2046 is the number of a hotel room that a writer uses for inspiration to write 2046, a scifi story about a journey on a train to 2046, a place to recover lost memories. On the train are androids with whom travellers "must never fall in love."
If the film had focused on the train and the androids, I'd have been able to see the film I expected to see. Instead, 2046 is about a man who treats women as objects and will not let himself fall in love.
Many reviewers will tell you this is a beautiful, moving film; I will not. There were a few scenes which were beautiful, some that were moving, and some that were jarring. Mostly, the scenes were long. Wong Kar Wai draws out the action and the inaction in life -- a woman considers a draw on a cigarette, s-l-o-w-l-y brings the cigarette to her lips, takes a drag then slowly watches the smoke she blows into the air. Then the writer says , "Sometimes scenes from my life show up in my work," and we see the same woman, in a different costume, take the same impossibly long drag of a cigarette.

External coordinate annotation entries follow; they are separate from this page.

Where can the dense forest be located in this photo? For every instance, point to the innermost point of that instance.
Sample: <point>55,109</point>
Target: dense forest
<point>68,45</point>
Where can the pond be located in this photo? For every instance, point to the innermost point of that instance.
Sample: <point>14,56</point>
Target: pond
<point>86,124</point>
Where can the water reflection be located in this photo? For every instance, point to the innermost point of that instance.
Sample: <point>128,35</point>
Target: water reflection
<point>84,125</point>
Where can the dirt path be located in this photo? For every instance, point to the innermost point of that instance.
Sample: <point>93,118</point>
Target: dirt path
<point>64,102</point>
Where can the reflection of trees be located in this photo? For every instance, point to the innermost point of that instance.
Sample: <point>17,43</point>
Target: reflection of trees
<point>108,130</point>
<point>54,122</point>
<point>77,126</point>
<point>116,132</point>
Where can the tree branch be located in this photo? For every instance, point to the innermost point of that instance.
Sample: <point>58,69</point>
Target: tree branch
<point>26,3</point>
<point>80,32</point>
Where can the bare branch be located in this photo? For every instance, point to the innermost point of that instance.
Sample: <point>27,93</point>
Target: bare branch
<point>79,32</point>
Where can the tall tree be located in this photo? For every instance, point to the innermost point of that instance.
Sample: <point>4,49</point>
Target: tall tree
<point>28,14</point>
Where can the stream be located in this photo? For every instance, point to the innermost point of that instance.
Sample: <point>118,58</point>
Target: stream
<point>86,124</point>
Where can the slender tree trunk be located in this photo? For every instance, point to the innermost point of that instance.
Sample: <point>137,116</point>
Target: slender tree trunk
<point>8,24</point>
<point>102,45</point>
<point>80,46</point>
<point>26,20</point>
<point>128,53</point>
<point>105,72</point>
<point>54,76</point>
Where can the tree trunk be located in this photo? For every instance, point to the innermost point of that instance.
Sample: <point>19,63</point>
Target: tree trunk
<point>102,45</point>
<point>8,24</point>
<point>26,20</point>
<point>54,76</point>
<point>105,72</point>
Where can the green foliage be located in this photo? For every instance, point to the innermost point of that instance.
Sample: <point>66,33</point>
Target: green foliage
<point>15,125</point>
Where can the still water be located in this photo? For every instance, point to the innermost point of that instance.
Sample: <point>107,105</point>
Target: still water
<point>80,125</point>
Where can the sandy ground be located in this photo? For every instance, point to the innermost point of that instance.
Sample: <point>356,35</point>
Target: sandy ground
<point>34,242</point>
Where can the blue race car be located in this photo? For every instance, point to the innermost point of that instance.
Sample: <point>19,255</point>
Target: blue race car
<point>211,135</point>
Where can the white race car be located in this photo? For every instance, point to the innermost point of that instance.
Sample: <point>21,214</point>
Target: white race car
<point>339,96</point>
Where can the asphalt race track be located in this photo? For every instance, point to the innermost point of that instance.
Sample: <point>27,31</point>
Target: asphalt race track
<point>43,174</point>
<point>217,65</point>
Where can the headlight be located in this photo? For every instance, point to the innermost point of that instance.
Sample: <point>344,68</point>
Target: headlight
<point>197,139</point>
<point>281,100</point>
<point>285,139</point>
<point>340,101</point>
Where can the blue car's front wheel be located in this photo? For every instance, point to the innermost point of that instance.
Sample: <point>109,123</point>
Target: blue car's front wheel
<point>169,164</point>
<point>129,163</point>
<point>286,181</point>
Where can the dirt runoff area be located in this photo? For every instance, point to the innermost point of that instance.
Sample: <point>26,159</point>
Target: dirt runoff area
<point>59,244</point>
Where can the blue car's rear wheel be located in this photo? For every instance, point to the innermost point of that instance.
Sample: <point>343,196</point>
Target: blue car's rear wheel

I kept wondering when it would end. The writer, Chow, kept talking about different women he had mistreated and each time a relationship ended, I thought, "OK, roll credits!" and another scene would open. The long feel of the film combined with of seeing a drama-romance when I was prepared for a scifi mindbender resulted a big disappointment.
I'm sure there is an audience who will love this film -- I just can't count myself in it.